Как считает Августин, нравственные усилия (суть которых - от внешнего мира к внутреннему, а от него за пределы мира вообще - выявили Платон и Плотин) должны быть направлены на то, чтобы актуализировать и правильно направить любовь как иррациональное побуждение. Они корректируются беспокойством сердца, которое тянется к блаженству и в этом смысле ищет, жаждет бога, ибо ни на каком другом пути человек не достигнет состояния, когда он мог бы сказать: это то, чего я искал и хотел. "...Блажен тот, кто имеет Бога",- пишет Августин (4, 2, 117). И нравственный поиск, и нравственная истина оказываются в решающей мере делом сердца. Предопределение, рассмотренное со стороны отдельной личности, - не осознанный факт, а объективное состояние: "избранные" богом не знают о том, что они "избранные".
На устах Августина-моралиста, как и Августина-теолога, одно слово: бог. То, чего мы ищем в морали, может дать только бог, и притом исключительно по своему капризу.
"Спасения" человек не может требовать, не может вымолить, не может заслужить. Ему остается только любить бога, верить ему, надеяться на него, черпая силу в сознании своего бессилия. "Есть нечто в смирении, - пишет Августин, - что удивительным образом возвышает сердце..." (4, 5, 35). Так последовательное проведение идеи теономности морали обернулось отрицанием возможности содержательных норм достойного поведения.
Античная этика, как .мы видели, всем ходом своего развития подвела к выводу, что этика, замыкающая мораль на личность, понимающая ее как совокупность добродетелей, бессильна перед лицом суровой действительности. Бессильна в том смысле, что не может гармонично связать моральные чаяния с социально-экономическими интересами, с активной миропреобразующей деятельностью. Опыт средневековой этики - и творчество Августина тому наглядный пример - убеждает, что этика бессильна и в том случае, когда дюраль вообще отрывается от человека и интерпретируется как совокупность объективных, установленных богом заповедей.
Своеобразный исторический парадокс состоит в том, что, хотя католическая церковь и признала правоту Августина в вопросе о соотношении морали и божественной благодати, она не следовала его учению. Позиция церкви практически всегда была ближе к воззрениям Пелагия, она, чтобы не потерять духовную власть над массами, не смела дискредитировать моральные усилия человека, признавала существенность различий добра и зла для окончательного спасения. Однако у Пелагия автономность морали доводилась фактически до дискредитации роли церкви как необходимого посредника между человеком и богом (для спасения, считали пелагиане, не обязательно быть крещеным и крещение само по себе не гарантирует спасения), а это в системе идеологических ценностей христианства такое преступление, которое перевешивает любые возможные заслуги. С другой стороны, в учении Августина было одно положение, которое прощало ему любые теоретические экстравагантности. Августин утверждал, что он не поверил бы святому писанию, если бы он получил его не от церкви. Тем самым провозглашался безусловный авторитет церкви и в этом смысле; когда католичество в конце XIX в. приняло догмат о непогрешимости папы, то оно лишь довело до логического конца мысль Августина. Раз власть церкви, власть папы абсолютны, то, следовательно, допустимы любые противоречия, можно также признать учение, которое не укладывается в здравый смысл и практически игнорируется, и можно, с другой стороны, фактически следовать учению, которое формально осуждено.

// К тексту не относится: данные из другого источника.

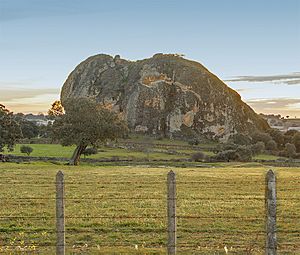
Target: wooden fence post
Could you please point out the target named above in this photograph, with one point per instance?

Этот пример показывает, что для церкви укрепление своего авторитета стояло выше теоретических критериев.
4. БОЭЦИЙ И ГРИГОРИЙ
Патристическая этика представляет собой разнообразные попытки теоретической интерпретации моральных догм христианства. Ее стремление придать моральным заповедям христианства рациональную убедительность активно и целенаправленно противостояло античной традиции, утверждавшей нравственную самоценность и самостоятельность личности, - традиции, которая, правда, не сдавалась без боя и многократно возрождалась в христианском одеянии, пока не обрела новую жизнь уже в Новое время.
Центральным вопросом поздней античности был вопрос о соотношении божественного предопределения и свободной воли человека - о том, в какой мере развитие моральных возможностей индивида зависит от его собственной активности и в какой оно восходит к божественной воле. Проблема эта в раннехристианской этике в общем и целом осмысливалась как альтернатива: философы склонялись к признанию или абсолютного божественного предопределения моральных судеб человека, или моральной автономности личности, что наиболее наглядно обнаружилось в споре Августина с пелагианцами. Эти две тенденции находят свое завершение в творчестве двух мыслителей, которые замыкают эпоху патристики, а именно Боэция и Григория, прозванного Великим.